The final sitting week of parliament for 2013 will be without its two main protagonists as Prime Minister Tony Abbott and Opposition Leader Bill Shorten travel to South Africa to farewell Nelson Mandela.

The pair, who flew out of Canberra for Johannesburg on the prime minister’s plane, will miss most of this week’s action. Fifty-three heads of state and government have so far confirmed attendance at upcoming memorial events for peace icon Nelson Mandela, South African Foreign Minister Maite Nkoana-Mashabane says.

The dignitaries will include US President Barack Obama, along with three former American presidents, Brazilian leader Dilma Rousseff, French President Francois Hollande and British Prime Minister David Cameron.

Federal parliament paused to mark the passing of Nelson Mandela, with Acting Prime Minister Warren Truss describing him as a freedom fighter and a great man.

Leading a condolence motion in the House of Representatives, Mr Truss rose on Monday to record parliament’s “deep regret” for the former South African president’s passing.

“Madam speaker, our parliament pauses today to mark the loss of a great man, a freedom fighter who became a national healer, a prisoner who became a president,” he said ahead of question time.
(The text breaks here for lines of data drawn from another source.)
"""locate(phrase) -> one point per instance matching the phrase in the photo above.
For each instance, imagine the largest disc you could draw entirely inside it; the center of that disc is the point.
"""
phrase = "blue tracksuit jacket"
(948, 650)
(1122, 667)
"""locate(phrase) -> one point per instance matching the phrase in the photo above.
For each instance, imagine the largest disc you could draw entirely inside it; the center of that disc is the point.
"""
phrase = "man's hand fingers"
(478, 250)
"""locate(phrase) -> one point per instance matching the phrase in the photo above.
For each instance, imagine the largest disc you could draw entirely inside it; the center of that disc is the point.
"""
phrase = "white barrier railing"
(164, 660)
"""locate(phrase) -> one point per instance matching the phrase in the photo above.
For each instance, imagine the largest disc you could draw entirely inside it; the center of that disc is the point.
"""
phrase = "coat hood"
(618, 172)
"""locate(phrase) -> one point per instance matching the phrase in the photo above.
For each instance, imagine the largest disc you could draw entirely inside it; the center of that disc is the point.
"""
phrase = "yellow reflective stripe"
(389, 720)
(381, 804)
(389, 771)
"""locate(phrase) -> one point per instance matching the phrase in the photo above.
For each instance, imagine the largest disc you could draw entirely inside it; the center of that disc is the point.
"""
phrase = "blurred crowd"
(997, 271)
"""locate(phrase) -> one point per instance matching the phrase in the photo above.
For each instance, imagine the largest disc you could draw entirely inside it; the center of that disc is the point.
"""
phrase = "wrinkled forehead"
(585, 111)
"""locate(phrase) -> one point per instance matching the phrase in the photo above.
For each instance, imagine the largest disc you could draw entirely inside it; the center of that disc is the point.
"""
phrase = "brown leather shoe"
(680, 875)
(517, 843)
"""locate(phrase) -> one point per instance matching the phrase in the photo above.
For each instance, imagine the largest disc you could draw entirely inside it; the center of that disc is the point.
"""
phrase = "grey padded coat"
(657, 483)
“Very few leaders in human history have embodied their cause in the way that Nelson Mandela represented a free and equal South Africa.”

AAP

AAP

Farewell 2013 … maybe

But both major parties are expected to bid farewell to the parliamentary year on a typically acrimonious note, which could see in Mr Abbott deliver on his promise to keep the class back, possibly through Christmas, unless his legislative wishes are granted.

Mr Abbott wants the Senate to vote on the government’s carbon tax repeal bills this week.

Cabinet minister Greg Hunt says the Senate could vote on the legislation any day this week, even if Mr Abbott is absent from parliament.

“I think both the prime minister and the leader of the opposition are doing precisely what they should be doing in representing Australia at one of the world’s most significant events not just of the year, but of the decade,” he told reporters in Canberra.

“I think that it’s entirely appropriate, and it would be inappropriate for them not to attend on a bipartisan basis.”

The package of 11 bills already has cleared the lower house, but it’s unlikely Labor and the Australian Greens will let it pass the Senate.

Labor insists the carbon tax must be replaced by an emissions trading scheme before it will back the legislation.

While the vote over the carbon tax is expected to see the Green join forces with the ALP to vote against the government, it was a rare political alliance between the Greens and the coalition that saw the debt ceiling tossed into the dustbin of history.

The vote on Monday ended a parliamentary gridlock over the ceiling, which the government initially wanted to increase from $300 billion to $500 billion.

The ceiling was introduced by the Rudd government in 2008, starting with a cap of $75 billion. The coalition-Greens deal requires further debt reporting in the budget and its updates.

It also requires the government to deliver a debt statement whenever borrowings increase by $50 billion. The amended legislation requires the approval of the lower house, where the coalition has a majority.